Kelemahan dari flip-flop S-R adalah bahwa untuk menyimpan nilai 1 atau 0, kita harus mengisi 1 pada S atau R. Konfigurasi alternatif untuk meny-impan nilai 1 atau 0 adalah dengan menggunakan flip-flop D seperti pada Gambar 4.8. Flip-flop D disusun dari flip-flop yang dipasangi pembalik antara masukan S dan R. Dengan demikian ketika detak bergerak naik, maka nilai pada jalur D akan disimpan.
| Gambar 4.8 Flip-flop D. Simbol C menunjukkan clock atau detak. |
Flip-flop biasa digunakan pada rangkaian yang mempunyai umpan balik dari keluaran kembali ke jalur masukan melalui rangkaian lain. Hal ini kadang-kadang menyebabkan keadaan flip-flop berubah lebih dari sekali dalam satu siklus detak. Untuk memastikan bahwa dalam satu siklus hanya terjadi 1 perubahan keadaan pada flip-flop, kita cegat kalang umpan balik dengan membentuk flip-flop tuan-hamba seperti Gambar 4.9.

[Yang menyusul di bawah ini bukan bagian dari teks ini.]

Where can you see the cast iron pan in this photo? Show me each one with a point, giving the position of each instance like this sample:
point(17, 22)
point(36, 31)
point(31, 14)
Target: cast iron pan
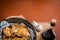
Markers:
point(27, 23)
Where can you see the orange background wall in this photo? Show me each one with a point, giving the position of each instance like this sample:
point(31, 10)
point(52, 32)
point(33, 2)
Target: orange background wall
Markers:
point(39, 10)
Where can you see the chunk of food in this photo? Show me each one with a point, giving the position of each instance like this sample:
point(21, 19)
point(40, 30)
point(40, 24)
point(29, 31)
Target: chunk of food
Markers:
point(15, 32)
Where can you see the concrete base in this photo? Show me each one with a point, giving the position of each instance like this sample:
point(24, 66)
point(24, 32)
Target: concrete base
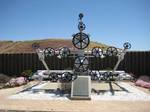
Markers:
point(81, 88)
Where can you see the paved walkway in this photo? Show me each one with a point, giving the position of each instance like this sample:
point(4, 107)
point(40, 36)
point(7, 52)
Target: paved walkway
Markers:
point(69, 106)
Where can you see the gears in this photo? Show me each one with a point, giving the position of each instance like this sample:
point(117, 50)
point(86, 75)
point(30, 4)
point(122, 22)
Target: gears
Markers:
point(81, 64)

| Gambar 4.9 Flip-flop tuan-hamba |
Flip-flop tuan-hamba berisi 2 flip-flop yang disusun berurutan dengan detak untuk flip-flop kedua dipasang pembalik. Flip-flop tuan akan berubah saat detak tinggi, tetapi flip-flop hamba tidak berubah sampai detak rendah. Dengan demikian diperlukan detak naik kemudian turun untuk memindahkan isi jalur D pada flip-flop tuan ke keluaran Qs pada flip-flop hamba. Simbol segitiga pada flip-flop tuan-hamba menunjukkan bahwa perubahan keadaan hanya terjadi pada saat detak berubah naik ( dari 0 ke 1) atau turun (dari 1 ke 0). Untuk konfigurasi seperti Gambar 4.9 berlaku bahwa perubahan terjadi saat detak turun (dari 1 ke 0).

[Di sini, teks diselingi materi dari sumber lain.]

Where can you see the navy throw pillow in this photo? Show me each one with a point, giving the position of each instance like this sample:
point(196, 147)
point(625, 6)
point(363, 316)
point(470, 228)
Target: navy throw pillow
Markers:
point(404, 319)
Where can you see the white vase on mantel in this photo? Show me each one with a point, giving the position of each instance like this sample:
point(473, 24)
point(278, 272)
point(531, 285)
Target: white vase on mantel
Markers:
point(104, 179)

Flip-flop picuan level keadaan berubah terus-menerus selama detka bernilai tinggi (atau rendah tergantung desain flip-flop). Flip-flop picuan tepi berubah hanya saat terjadi perubahan detak dari tinggi-ke-rendah atau dari rendah-ke-tinggi. Beberapa buku tidak memasang simbol segitiga pada masukan detak. Untuk membedakan antara flip-flop picuan level atau picuan tepi digunakan cara lain. Penggunaan simbol segitiga membuat tipe flip-flop menjadi jelas.